That’s why it’s important for managers to schedule frequent calls and Teams/ZOOM video meetings with new employees. In a remote work environment, trust and relationships are harder to build because we don’t have the luxury of informal socializing around the office and in-person meetings where we can read people’s non-verbals.
We also need to thoughtfully design these check-in meetings to periodically address all the following in the first 30/60/90 days.
- Technology and remote work set-up. Do you have what you need to be productive?
- Relationship building. Tell me more about your family and what you enjoy doing outside work etc.
- Progress on learning and job skills. What important experience have you gained since we last met? Which of your key performance indicators are still fuzzy for you?
- Two-way feedback. In addition to offering praise and constructive feedback, be sure to ask the new employee to share how you could better support them.
If your company uses behavioral analytics, share team members’ reports with new employees to help them build awareness of how their motivating needs and communication tendencies line up with the broader team. This will accelerate trust building and demystify collaboration.
Ensure a mix of team meetings where the entire team is present along with meetings where new employees are meeting with two or three other team members to debrief a project or discuss something in more depth.
Also consider partnering up your new hires with more experienced folks on the team to discuss relevant books or resources that are germane to their onboarding.
Joel Davis, one of our new employees, had this to say about our efforts to facilitate his connection to the team:
“Coming into an organization as ‘the new team member’ you are tasked with making connections and building rapport with the existing team. An important part of doing this is both time with the team as a whole and time with team members individually. The value the ADVISA Team has provided me in prioritizing both as part of my onboarding process, especially in this virtual environment we are living in, has been paramount to me feeling accepted, understood, and welcomed.”
Your core values are the pillars of your intentional culture. It’s important new employees have video “face time” with senior leaders to hear them tell the story of how they became involved in the business and how they see the core values of the organization manifesting in policies, decisions, and behaviors. These meetings are also a great opportunity talk through the mission and vision for the future and create a line of sight for new employees as to how their role supports the broader work of the organization.
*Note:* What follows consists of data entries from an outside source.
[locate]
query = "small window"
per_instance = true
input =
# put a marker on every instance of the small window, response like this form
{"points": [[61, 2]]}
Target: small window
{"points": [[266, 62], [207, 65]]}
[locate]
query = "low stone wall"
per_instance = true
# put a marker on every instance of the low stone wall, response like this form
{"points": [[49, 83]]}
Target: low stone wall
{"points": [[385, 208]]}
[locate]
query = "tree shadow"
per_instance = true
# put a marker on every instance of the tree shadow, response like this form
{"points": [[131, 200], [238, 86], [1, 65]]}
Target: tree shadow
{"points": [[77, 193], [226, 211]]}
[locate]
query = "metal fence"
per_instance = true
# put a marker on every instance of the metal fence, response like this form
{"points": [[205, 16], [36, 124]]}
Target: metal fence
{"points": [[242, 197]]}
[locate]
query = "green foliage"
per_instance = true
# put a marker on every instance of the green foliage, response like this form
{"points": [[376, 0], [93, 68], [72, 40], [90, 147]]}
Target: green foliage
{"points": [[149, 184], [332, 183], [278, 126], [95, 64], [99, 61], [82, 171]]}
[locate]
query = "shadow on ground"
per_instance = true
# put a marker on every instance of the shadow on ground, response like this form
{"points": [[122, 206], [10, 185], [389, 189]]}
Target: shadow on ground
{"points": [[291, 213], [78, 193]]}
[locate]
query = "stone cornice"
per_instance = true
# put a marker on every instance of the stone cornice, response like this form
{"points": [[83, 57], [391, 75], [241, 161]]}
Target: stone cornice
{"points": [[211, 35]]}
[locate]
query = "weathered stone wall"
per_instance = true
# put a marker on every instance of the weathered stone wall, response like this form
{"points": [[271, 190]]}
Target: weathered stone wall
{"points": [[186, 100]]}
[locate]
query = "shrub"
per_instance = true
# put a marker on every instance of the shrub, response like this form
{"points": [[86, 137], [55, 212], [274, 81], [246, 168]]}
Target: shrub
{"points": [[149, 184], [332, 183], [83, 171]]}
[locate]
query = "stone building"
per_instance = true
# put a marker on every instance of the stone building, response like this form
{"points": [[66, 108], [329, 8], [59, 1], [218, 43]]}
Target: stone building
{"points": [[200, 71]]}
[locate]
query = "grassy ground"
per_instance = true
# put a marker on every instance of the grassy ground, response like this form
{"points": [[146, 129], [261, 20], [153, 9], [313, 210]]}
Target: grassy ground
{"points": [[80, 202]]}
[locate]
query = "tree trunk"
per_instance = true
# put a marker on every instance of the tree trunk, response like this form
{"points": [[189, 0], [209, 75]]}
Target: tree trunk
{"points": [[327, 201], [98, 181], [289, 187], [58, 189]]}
Krista Warn, another new ADVISA employee, had this to say:
“One of the most powerful aspects of our onboarding was meeting with the Founder and President, where we discussed each value, why it was important and how ADVISA lives out that value. To be able to witness leadership living and breathing by our company values and not merely hanging them on the wall provided an excellent example for us to look up to as we start our career journeys here at ADVISA.”
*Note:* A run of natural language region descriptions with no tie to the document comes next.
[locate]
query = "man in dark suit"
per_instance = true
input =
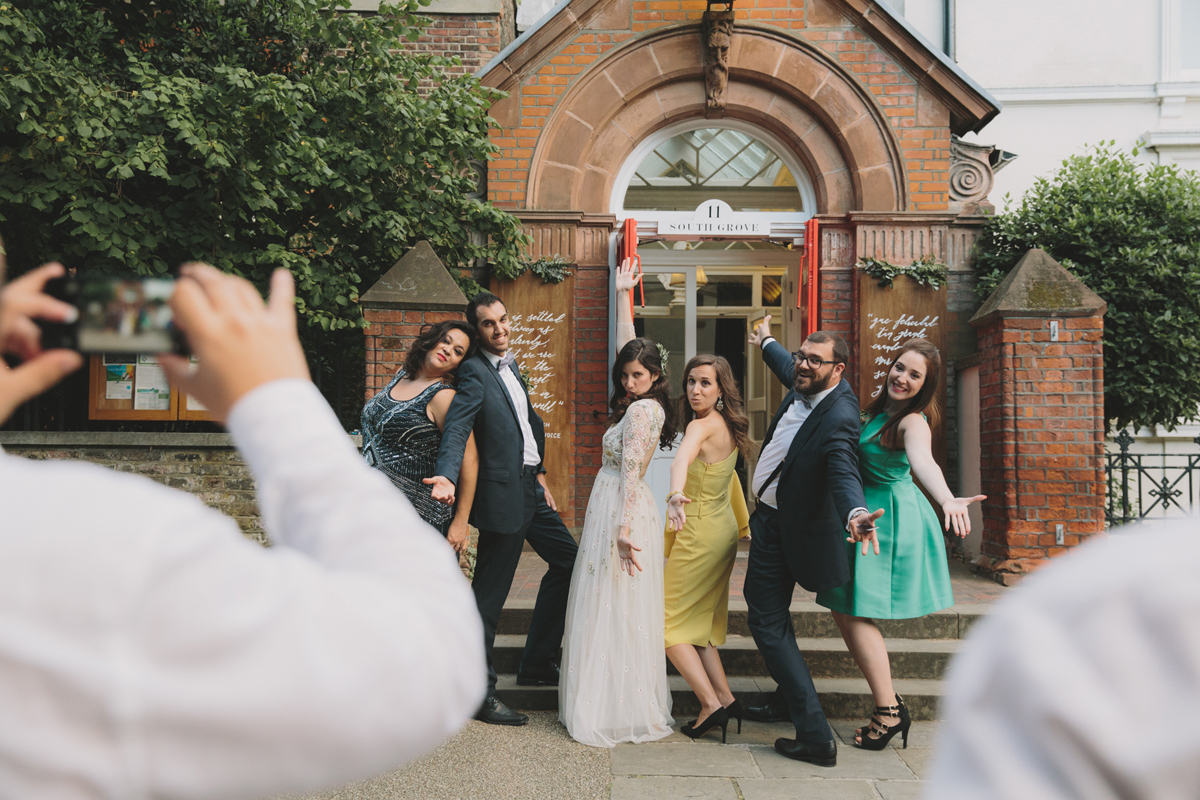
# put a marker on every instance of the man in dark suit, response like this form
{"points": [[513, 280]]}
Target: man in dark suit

Another great way to center your culture for new employees during virtual onboarding is to ask them to complete culture interviews with select teammates. The questions in these interviews are aimed at uncovering how other people experience the core values of the organization.
While remote work realities do create challenges in the onboarding process, you can still tag all the important connection bases. In fact, we found our efforts to design a robust virtual process have improved our onboarding game. The use of technology to break up the learning into chunks and the thoughtful sequencing of ZOOM meetings with the right people has been very positive.